One of the main reasons that black people aren’t playing baseball is because interest isn’t being cultivated at home on the television. In his article, writer Jason Clinkscales discusses how much the lack of TV consumption affects the bottom line of overall fandom.
“No matter how the numbers look on the diamond, the least considered reason for the decades-long attrition of black players in baseball very well might take place in your own home. African-American television viewership remains at some paltry lows… The unfortunate reality is that television viewership drastically influences the perception of a sport and league.”
Many of the people I spoke to echoed the same sentiment — that baseball just isn’t exciting to watch.
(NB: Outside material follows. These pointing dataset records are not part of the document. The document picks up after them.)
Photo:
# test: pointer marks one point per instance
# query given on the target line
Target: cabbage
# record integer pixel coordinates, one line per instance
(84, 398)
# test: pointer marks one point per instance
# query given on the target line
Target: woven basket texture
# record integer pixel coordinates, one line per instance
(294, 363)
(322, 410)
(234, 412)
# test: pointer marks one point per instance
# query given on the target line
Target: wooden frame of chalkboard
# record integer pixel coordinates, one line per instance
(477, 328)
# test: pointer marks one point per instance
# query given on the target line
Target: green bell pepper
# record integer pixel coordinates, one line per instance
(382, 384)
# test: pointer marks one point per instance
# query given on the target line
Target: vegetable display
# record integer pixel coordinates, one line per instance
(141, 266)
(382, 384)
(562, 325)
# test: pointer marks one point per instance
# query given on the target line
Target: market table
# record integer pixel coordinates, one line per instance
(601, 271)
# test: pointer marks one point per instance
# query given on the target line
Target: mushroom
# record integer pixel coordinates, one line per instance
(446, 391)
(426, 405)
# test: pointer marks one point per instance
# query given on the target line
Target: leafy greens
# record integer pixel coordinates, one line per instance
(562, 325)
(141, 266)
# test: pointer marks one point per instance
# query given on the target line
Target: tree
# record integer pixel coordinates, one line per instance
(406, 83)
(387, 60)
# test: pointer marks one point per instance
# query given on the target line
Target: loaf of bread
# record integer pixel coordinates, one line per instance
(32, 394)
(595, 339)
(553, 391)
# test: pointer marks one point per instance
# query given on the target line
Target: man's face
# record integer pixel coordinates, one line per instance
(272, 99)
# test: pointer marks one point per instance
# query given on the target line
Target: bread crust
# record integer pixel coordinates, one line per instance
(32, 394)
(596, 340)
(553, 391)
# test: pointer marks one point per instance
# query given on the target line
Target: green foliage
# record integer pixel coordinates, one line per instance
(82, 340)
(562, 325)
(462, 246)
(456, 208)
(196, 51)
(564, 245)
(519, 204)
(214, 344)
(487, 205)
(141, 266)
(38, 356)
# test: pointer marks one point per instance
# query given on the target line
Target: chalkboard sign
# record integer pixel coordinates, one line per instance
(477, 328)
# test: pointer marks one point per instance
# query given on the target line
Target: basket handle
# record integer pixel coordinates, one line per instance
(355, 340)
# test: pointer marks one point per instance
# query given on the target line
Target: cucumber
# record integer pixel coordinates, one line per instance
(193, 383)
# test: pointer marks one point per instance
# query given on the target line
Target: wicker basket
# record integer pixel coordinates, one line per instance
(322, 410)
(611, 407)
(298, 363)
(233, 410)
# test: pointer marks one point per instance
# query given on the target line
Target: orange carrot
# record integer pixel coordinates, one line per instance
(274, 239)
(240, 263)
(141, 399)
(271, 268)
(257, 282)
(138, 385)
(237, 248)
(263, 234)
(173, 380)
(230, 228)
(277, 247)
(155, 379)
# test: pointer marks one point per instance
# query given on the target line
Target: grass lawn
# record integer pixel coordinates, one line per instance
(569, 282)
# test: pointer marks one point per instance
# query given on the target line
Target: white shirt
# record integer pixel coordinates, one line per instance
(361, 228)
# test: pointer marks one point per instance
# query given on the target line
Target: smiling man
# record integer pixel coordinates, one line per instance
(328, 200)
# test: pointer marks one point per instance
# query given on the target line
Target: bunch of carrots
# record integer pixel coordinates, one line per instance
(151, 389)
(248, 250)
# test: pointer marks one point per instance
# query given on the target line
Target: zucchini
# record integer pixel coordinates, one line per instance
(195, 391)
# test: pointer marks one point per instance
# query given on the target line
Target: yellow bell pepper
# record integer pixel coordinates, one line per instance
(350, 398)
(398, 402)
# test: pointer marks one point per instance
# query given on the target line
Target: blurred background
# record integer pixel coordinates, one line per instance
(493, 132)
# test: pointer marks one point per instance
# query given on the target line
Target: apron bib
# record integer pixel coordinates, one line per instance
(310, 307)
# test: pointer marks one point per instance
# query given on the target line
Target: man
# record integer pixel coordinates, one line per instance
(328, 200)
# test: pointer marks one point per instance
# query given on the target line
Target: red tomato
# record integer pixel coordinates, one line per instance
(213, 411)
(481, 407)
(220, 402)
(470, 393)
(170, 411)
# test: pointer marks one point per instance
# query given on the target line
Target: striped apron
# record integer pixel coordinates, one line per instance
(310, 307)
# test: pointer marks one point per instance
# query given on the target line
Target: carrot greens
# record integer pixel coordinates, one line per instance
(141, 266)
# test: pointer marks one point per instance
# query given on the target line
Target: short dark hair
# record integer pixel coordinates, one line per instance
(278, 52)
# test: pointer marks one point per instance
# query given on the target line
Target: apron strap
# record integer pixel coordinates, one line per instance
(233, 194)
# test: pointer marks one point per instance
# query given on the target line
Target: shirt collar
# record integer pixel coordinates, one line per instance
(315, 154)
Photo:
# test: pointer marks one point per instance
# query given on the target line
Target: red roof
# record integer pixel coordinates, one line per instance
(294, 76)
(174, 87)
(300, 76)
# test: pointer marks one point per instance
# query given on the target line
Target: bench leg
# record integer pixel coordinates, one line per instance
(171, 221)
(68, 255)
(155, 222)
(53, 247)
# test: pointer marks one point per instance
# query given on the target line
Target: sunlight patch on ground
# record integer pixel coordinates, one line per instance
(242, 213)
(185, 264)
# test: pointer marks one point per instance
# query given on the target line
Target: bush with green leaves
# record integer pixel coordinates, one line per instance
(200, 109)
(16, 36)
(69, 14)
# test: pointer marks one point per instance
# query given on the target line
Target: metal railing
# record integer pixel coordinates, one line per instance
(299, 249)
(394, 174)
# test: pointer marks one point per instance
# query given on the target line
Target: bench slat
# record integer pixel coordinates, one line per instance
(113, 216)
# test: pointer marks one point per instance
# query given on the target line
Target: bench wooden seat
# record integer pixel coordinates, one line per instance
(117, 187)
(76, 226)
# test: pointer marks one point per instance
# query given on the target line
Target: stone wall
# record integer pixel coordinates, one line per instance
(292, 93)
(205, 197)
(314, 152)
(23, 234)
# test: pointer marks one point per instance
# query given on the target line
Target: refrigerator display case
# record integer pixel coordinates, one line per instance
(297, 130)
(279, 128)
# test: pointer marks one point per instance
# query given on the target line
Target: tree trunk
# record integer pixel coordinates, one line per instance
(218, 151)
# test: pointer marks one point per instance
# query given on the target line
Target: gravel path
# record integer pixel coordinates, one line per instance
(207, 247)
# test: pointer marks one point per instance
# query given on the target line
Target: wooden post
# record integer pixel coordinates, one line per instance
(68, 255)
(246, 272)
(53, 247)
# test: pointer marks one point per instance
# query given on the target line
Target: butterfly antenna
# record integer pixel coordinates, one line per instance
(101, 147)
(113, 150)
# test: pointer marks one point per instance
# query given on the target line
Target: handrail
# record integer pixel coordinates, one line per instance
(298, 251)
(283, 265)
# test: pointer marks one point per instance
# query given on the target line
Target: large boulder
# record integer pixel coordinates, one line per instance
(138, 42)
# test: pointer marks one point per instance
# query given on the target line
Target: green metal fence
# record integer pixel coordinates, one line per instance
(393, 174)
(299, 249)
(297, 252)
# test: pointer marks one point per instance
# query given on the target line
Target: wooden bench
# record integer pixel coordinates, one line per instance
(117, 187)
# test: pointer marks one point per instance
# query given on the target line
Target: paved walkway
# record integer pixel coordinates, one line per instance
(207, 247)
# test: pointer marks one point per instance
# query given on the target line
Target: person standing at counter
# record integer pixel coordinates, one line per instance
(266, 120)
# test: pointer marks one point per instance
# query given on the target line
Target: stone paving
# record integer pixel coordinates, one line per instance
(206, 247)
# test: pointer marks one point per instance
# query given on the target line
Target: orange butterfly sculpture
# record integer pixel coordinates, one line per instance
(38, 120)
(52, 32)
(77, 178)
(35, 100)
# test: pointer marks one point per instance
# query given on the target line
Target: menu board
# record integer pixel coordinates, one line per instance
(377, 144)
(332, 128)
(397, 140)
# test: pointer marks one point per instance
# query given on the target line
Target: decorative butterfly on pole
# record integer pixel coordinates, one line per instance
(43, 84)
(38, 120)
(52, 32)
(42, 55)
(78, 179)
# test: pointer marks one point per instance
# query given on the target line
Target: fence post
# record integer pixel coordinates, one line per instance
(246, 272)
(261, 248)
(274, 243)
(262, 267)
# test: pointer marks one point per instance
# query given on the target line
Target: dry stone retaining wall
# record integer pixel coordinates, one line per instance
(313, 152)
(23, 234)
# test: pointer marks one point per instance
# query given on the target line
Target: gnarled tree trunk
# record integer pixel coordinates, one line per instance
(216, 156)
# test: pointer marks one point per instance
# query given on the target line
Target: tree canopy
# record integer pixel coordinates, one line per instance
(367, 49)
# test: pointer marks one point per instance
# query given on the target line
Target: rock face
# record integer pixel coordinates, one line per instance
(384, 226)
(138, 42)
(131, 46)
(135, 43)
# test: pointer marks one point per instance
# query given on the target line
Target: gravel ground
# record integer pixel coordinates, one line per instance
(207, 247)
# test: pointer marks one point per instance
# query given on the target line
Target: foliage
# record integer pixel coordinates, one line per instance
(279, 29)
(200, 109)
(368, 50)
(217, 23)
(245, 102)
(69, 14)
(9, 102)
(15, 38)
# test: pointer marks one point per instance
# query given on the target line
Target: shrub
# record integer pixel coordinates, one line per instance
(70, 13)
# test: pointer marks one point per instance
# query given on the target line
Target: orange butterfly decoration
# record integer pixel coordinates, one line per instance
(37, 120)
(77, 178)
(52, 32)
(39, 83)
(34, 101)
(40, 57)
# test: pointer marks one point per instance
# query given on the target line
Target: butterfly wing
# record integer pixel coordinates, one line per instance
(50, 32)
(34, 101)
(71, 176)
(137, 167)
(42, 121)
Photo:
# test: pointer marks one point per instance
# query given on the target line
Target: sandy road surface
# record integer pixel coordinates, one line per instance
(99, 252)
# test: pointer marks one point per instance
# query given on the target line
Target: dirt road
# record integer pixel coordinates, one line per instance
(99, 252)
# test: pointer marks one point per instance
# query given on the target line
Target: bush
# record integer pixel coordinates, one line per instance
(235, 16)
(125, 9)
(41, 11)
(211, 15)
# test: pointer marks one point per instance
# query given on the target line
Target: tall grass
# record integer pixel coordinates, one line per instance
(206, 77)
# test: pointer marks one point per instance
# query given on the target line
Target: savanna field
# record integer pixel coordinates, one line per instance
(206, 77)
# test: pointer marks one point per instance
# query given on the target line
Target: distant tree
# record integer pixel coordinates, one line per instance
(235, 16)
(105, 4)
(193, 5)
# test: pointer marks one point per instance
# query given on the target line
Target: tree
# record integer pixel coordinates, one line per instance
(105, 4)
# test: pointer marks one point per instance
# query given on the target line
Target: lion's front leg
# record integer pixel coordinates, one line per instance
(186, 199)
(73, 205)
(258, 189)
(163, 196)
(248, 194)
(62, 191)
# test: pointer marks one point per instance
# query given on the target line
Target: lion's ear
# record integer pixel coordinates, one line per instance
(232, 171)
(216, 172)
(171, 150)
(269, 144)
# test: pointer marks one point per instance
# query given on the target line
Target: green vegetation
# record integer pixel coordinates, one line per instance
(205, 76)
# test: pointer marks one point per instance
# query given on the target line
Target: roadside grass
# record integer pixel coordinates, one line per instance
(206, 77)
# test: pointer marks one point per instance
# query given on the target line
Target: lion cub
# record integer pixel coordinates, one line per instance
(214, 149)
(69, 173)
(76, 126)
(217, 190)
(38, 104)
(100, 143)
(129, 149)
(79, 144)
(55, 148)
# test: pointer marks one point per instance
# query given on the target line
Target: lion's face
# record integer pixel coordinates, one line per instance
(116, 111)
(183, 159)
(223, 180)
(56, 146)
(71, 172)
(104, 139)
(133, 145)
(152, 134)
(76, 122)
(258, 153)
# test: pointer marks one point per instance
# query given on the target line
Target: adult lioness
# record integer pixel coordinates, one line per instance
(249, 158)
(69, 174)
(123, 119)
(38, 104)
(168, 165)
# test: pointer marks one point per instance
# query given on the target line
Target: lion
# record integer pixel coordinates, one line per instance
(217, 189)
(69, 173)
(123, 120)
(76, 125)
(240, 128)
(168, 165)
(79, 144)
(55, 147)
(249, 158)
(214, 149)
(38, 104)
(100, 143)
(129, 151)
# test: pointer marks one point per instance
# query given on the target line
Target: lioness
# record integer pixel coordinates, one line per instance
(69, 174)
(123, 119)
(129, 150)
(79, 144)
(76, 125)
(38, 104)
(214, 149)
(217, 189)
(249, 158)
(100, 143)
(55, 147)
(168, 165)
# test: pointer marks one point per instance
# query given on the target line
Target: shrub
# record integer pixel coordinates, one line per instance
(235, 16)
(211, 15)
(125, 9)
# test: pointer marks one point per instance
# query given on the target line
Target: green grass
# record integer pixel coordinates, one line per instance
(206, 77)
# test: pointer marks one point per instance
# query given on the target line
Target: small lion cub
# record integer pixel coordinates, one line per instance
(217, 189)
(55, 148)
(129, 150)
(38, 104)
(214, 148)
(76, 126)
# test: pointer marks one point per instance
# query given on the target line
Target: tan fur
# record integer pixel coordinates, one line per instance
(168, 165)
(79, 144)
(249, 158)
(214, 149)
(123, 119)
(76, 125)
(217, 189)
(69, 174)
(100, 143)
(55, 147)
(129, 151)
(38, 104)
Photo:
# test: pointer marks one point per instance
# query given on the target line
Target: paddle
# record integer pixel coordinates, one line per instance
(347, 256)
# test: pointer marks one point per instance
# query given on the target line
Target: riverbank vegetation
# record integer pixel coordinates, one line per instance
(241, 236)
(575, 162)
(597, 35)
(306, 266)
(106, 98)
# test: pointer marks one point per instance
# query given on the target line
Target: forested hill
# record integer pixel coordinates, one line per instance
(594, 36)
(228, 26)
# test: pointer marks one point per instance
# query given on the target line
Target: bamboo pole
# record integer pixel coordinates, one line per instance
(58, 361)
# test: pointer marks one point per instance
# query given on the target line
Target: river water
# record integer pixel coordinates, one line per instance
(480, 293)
David, an avid baseball fan who played throughout his entire childhood, offered his thoughts: “I've been a fan since before I can remember... but the pace of the game is such that it’s hard to watch an entire game on television.”
OK, so we don’t watch baseball games because they’re too long — or as one person I spoke with eloquently put it, “It’s an uneventful waste of time.”
While this is strong sentiment to say the least, let’s imagine that all baseball entities found a way to speed the game up and add more excitement. Would that change black people’s perception? Probably not.
Leslie, who works for the state government (which state you ask? Probably your state. So be careful) and participated in baseball for seven years, remarked on a glaringly obvious fact: The season is just too damn long.
“Throughout the course of a season, football has a definite 'do-or-die' feel... losing three straight games constitutes a crisis. With baseball, since there are 162 games in a season there's little reason to get overly concerned about the Red Sox sweeping the Yankees in a three game series in June,” he said.
It is becoming more noticeable that the sheer length of the season makes the entire experience less compelling.
One of the most scathing reviews of baseball — seemingly tying everyone’s sentiment into a neat little ball of pocket knives — came from Sydnee, a college student from California who loves sports, or at least the “exciting” ones.
“Watching a baseball game to me is like watching grass grow. I respect it as a sport, but that’s it. My friends who love baseball always say you haven’t experienced baseball if you never been to live baseball game. But I hate beer, not a fan of eating hot dogs, especially in public, the game is at least three hours, and it’s in the dead-ass middle of summer when it’s 100 degrees. Needless to say I think I will pass,” she said.
After speaking to over 20 people, I was hoping to find a greater sentiment of positivity for the sport. Yet I was met with more comments along the lines of “I respect baseball as a sport but…” and “I used to love the game, however…” than I knew what to do with. Fortunately, these honest accounts have opened the door to comprehending the love-hate (mostly hate) relationship that baseball endures with black America. From not having sufficient playing accommodations in primarily inner-city neighborhoods, to a lack of marketed superstars, to an almost comatose pace of play, to a complete inability to persevere through the painstaking task of viewing an entire game on television, it continues to disconnect us from a game that represents so many important parts of our history in this country.
It is clear that parts of black America still embrace the game. Historically black colleges and universities across the country boast successful baseball teams each season. Unfortunately the regular fan is dissipating at an unsustainable rate. Years from now the idea of African Americans in baseball might be a distant memory.
It’s time for baseball to make some changes. The regular people have spoken.